> If we're changing the bearer token's name, are we going to change the
> parameter name inside of MAC as well? At the moment, it's "id", which
> I've always found an odd naming choice.
>
> I would argue for consistency across the three main documents.
OAuth2 should be consistent with the authentication schemes for which it
dynamically issues credentials - not the other way around.
The root cause of the naming inconsistencies is that OAuth2 puts a massive
focus on "Access Token", instead of on "Dynamically-issued credentials".
An "access token response" is a dynamically-issued credential. First you need
to know the type of credential (token_type), then you need any extra values
specific to that type. [Plus you need metadata about the credentials
(expires_in, scope, how/where to renew/revoke, where to use!!).]
For the BEARER type you need: token.
For the MAC type you need: id, key, algorithm, issue time.
For the BASIC type you need: username, password.
For the TLS client cert type you need: certificate, private key.
...
The MAC spec defines mac_key and mac_algorithm fields, but uses the
access_token label instead of defining a mac_id field. It has to because OAuth2
treats access_token as a central concept, instead of a credential-specific
field.
I am sure developers would more easily understand (get a better mental model)
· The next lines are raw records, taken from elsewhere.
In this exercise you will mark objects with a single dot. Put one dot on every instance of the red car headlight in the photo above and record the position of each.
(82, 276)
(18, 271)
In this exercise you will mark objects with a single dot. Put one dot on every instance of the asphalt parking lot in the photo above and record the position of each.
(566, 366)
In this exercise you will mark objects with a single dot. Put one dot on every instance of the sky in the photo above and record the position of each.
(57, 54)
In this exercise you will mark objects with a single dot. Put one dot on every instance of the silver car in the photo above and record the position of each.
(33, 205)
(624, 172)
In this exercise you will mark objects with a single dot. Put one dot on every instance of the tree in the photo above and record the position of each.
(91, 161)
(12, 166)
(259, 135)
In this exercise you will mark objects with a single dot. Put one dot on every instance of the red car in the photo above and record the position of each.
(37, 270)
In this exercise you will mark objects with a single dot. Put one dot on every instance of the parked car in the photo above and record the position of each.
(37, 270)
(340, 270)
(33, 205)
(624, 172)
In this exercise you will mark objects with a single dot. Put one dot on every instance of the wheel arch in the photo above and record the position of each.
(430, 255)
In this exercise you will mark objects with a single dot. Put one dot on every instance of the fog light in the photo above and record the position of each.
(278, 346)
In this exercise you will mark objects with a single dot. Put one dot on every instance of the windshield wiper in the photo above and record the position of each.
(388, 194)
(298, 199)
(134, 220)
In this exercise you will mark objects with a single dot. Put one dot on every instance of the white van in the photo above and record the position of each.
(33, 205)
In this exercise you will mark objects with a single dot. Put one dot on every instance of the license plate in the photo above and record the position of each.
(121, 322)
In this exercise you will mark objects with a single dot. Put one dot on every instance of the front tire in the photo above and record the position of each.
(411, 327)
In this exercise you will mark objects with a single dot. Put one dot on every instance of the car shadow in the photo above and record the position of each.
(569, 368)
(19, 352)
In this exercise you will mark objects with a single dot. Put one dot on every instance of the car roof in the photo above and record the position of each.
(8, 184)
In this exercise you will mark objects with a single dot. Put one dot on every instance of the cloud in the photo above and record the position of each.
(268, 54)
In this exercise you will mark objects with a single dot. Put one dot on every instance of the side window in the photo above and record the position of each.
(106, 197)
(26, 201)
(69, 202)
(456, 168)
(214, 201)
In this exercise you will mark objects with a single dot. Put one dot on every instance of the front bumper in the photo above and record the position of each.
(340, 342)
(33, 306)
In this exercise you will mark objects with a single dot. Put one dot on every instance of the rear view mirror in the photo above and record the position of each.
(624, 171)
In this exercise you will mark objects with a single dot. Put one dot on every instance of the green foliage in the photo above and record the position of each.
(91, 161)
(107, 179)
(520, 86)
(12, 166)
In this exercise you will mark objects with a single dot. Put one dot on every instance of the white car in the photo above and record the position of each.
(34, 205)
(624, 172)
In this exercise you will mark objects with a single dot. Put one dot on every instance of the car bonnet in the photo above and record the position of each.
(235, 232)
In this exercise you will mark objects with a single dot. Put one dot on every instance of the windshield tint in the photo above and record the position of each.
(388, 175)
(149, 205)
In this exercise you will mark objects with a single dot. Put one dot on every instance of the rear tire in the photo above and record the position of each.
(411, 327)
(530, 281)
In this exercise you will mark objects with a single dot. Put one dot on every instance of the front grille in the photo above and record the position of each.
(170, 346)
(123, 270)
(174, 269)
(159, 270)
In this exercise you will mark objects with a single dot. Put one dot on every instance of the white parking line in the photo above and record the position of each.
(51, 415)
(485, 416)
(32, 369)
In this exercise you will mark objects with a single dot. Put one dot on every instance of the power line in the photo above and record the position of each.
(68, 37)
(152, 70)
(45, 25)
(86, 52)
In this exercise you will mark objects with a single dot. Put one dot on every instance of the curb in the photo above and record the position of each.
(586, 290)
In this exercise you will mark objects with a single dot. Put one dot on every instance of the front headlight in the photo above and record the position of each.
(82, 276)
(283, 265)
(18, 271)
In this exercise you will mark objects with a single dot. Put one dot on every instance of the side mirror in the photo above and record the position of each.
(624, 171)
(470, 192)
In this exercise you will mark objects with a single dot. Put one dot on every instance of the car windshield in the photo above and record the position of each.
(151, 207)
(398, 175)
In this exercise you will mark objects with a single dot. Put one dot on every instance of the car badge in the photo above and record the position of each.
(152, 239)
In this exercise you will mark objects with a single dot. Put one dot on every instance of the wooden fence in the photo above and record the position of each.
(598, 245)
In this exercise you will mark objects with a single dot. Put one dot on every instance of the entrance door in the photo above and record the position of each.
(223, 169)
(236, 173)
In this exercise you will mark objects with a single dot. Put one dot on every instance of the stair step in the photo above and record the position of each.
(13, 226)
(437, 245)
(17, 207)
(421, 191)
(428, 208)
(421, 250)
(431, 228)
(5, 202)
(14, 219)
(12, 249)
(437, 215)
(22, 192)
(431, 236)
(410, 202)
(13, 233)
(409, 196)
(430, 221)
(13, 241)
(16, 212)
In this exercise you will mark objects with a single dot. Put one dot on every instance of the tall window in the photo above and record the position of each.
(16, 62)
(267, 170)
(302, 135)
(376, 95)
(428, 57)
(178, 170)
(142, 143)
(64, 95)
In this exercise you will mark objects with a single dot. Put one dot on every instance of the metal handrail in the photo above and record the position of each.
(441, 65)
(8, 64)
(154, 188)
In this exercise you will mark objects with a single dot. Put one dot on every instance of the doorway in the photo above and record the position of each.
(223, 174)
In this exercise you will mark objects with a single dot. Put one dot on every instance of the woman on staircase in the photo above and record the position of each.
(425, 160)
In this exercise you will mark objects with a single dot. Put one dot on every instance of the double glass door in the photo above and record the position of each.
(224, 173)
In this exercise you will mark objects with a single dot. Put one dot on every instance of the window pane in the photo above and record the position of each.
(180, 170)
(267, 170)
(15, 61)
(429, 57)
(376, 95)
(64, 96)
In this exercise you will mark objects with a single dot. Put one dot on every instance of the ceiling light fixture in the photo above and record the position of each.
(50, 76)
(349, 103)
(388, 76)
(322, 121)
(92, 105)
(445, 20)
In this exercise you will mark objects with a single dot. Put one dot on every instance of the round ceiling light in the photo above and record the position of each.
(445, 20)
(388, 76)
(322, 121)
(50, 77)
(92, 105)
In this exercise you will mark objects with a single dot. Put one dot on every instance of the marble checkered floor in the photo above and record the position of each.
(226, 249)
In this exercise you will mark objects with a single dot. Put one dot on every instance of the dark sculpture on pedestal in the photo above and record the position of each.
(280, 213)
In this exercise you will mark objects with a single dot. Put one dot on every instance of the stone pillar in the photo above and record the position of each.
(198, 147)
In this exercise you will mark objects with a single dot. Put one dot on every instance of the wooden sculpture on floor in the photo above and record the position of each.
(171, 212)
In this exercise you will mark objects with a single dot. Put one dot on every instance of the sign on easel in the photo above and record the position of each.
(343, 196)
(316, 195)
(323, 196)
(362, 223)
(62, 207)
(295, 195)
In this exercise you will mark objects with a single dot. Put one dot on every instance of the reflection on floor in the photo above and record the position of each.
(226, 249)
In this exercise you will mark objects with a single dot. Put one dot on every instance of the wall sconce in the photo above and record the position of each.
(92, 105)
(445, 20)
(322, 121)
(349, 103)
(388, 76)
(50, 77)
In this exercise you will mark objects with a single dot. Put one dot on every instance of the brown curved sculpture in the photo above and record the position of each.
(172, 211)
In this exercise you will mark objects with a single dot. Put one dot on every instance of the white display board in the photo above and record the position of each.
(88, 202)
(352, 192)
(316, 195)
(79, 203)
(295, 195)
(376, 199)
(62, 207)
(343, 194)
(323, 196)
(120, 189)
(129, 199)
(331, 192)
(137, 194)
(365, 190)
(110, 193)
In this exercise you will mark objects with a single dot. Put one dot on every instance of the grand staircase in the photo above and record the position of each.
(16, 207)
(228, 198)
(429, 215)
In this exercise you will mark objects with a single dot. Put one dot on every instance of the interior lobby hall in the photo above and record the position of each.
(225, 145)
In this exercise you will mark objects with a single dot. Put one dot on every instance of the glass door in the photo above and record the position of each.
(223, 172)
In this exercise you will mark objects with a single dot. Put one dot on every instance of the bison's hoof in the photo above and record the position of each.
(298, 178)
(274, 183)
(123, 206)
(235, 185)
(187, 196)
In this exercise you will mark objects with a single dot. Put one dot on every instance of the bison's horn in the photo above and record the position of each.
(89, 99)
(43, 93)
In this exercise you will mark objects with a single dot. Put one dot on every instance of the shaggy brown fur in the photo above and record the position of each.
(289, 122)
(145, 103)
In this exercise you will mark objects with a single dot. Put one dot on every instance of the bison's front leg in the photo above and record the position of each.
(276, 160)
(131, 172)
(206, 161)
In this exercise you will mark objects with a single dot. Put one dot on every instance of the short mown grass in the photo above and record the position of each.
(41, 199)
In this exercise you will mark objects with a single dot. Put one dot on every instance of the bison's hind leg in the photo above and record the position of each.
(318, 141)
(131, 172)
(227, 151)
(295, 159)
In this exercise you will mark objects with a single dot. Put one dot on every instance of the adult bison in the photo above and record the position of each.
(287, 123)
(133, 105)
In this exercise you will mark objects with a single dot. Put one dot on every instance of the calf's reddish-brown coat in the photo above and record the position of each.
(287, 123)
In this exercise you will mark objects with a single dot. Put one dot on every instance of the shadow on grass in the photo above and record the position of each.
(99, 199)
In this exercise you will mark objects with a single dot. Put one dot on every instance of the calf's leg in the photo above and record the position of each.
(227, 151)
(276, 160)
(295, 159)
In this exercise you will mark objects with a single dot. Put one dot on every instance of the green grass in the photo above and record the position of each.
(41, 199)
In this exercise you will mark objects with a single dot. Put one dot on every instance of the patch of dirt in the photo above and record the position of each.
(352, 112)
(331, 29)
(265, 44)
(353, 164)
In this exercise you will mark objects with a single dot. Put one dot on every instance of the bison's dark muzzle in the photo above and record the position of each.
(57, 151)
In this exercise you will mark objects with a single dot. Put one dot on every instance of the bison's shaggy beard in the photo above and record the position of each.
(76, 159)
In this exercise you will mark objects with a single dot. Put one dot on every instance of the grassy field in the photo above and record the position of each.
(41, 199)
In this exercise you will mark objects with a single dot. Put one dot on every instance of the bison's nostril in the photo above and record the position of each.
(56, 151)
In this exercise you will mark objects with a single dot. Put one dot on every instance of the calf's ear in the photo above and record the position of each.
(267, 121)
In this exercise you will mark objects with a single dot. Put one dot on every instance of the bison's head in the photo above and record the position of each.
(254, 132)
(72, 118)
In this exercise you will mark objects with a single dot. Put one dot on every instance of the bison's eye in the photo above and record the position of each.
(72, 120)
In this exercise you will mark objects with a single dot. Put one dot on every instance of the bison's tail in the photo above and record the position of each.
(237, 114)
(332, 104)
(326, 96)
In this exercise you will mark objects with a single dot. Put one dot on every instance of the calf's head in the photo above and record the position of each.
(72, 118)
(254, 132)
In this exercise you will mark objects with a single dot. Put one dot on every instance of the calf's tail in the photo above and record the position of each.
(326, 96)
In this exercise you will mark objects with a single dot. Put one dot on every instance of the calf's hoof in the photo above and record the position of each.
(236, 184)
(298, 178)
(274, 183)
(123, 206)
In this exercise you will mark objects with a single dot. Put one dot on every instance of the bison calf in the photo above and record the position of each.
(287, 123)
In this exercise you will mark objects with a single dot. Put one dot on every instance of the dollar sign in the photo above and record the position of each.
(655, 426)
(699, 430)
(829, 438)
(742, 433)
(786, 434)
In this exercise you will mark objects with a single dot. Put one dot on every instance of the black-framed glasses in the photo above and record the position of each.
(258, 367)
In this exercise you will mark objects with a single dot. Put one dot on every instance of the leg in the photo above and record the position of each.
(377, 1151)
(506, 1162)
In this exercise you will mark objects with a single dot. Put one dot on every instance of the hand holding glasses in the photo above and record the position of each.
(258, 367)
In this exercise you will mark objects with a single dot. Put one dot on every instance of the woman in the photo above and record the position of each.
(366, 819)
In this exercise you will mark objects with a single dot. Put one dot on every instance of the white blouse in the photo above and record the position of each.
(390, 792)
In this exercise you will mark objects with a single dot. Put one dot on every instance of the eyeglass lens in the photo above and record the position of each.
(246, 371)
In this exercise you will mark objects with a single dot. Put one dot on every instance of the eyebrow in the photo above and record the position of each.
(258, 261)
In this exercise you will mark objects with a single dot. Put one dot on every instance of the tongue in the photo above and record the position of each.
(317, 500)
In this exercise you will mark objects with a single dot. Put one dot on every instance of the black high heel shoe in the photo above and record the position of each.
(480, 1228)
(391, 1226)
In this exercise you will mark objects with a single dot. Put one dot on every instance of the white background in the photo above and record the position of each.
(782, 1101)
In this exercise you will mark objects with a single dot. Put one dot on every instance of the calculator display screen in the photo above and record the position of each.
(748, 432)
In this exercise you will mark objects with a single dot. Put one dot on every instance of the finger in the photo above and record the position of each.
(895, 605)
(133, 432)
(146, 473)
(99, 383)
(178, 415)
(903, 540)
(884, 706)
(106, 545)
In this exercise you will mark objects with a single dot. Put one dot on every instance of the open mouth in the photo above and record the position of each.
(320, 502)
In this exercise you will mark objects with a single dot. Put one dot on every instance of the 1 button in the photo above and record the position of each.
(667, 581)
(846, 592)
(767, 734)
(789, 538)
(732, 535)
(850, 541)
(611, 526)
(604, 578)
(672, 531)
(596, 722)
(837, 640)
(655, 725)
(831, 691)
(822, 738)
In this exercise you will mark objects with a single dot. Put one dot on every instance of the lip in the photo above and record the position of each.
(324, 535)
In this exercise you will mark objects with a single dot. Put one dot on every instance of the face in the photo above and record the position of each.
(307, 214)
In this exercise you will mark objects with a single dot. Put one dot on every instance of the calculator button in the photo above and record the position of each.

if an "access token responses" looked like the following examples:
{"type":"bearer", "token":"SlAV32hkKG", ...}
{"type":"mac", "id":"SlAV32hkKG", "key":"adijq39jdlaska9asud",
"algorithm":"hmac-sha-256", ...}
Is it worth clarifying?
Probably, for clarity in the long term.
But obviously there has been a huge amount invested in the current "access
token" focus. I am certainly not going to object to the much simpler fix of
renaming bearer_token to access_token.